Os ataques proferidos pelos internautas indignados com o comercial foram compilados, selecionados e os melhores resultaram em “Tribunal do Feicebuqui”, faixa que abre e batiza o EP. A compilação dos versos foi feita por Tatá Aeroplano, Gustavo Galo e Marcelo Segreto, a partir de uma ideia de Marcus Preto. Emicida entrou no jogo com a rima que colocou o ponto final, cunhando o termo “Tribunal do Feicebuqui”.

A segunda faixa, “Zé a Zero”, traz letra de Marcelo Segreto e música de Tom Zé e Tim Bernardes. Estudioso do universo tropicalista, Segreto escreveu os versos da canção citando músicas de diferentes fases da carreira de Tom Zé, como “O Abacaxi de Irará” [1972], “Xiquexique” [1997] e “Parque Industrial” [1968], entre outras.

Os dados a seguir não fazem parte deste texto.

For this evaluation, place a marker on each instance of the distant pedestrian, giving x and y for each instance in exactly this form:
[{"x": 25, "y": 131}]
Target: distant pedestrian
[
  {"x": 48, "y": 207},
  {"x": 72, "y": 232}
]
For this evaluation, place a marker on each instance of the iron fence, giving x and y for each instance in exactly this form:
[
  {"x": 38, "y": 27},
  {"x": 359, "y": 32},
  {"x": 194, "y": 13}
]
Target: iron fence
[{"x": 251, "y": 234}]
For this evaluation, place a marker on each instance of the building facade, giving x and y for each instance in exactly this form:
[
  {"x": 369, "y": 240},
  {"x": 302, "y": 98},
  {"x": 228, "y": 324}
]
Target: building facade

Já Tim Bernardes, autor de “Papa Francisco Perdoa Tom Zé”, recorreu à personagem de “Alegria, Alegria”, de Caetano Veloso, para compor sua marchinha carnavalesca. O tema foi proposto por Tom Zé, que pediu a ele: “Você bem que podia escrever uma música pedindo ao papa para me perdoar”. Em 24 horas, música, letra e arranjo estavam prontos. A execução ficou por conta d’O Terno, banda de Tim Bernardes.

A última música do trabalho é “Taí”, um jingle que o próprio Tom Zé escreveu para uma campanha do guaraná homônimo, quando era contratado da agência de publicidade DPZ, no final dos anos 1970. A agência optou por não usar o jingle, pois achava que um rock seria mais adequado para vender o produto à juventude. Mais de 30 anos depois de criada, a versão de Tom Zé saiu da gaveta. Ganhou estrofes extras, compostas por Marcelo Segreto, e um arranjo no batidão do funk carioca executado pela Filarmônica de Pasárgada.

O álbum, que ainda recebeu uma linda capa desenhada pela cantora Mallu Magalhães, foi composto, gravado e cantado coletivamente no estúdio Vale do Silício, instalado no quinto andar do prédio em que Tom Zé vive até hoje, no bairro de Perdizes (SP). Todo o processo de composição e gravação aconteceu durante o mês de abril de 2013.

Confira nossa conversa com Tom Zé após o player.

TMDQA! entrevista Tom Zé

TMDQA!: Olá, Tom Zé, como você está?

Tom Zé: Sofrendo, como todos, mas com a alegria de ter amigos.

TMDQA!: Finalmente “Tribunal do Feicebuqui” chegou aos streamings! O EP foi lançado em 2013 e disponibilizado para download gratuito na época, mas só agora chegou nas plataformas digitais. A que se deve essa demora para a estreia do EP nesses canais? E algum motivo para a faixa bônus “Irará Iralá” ter ficado de fora da reedição?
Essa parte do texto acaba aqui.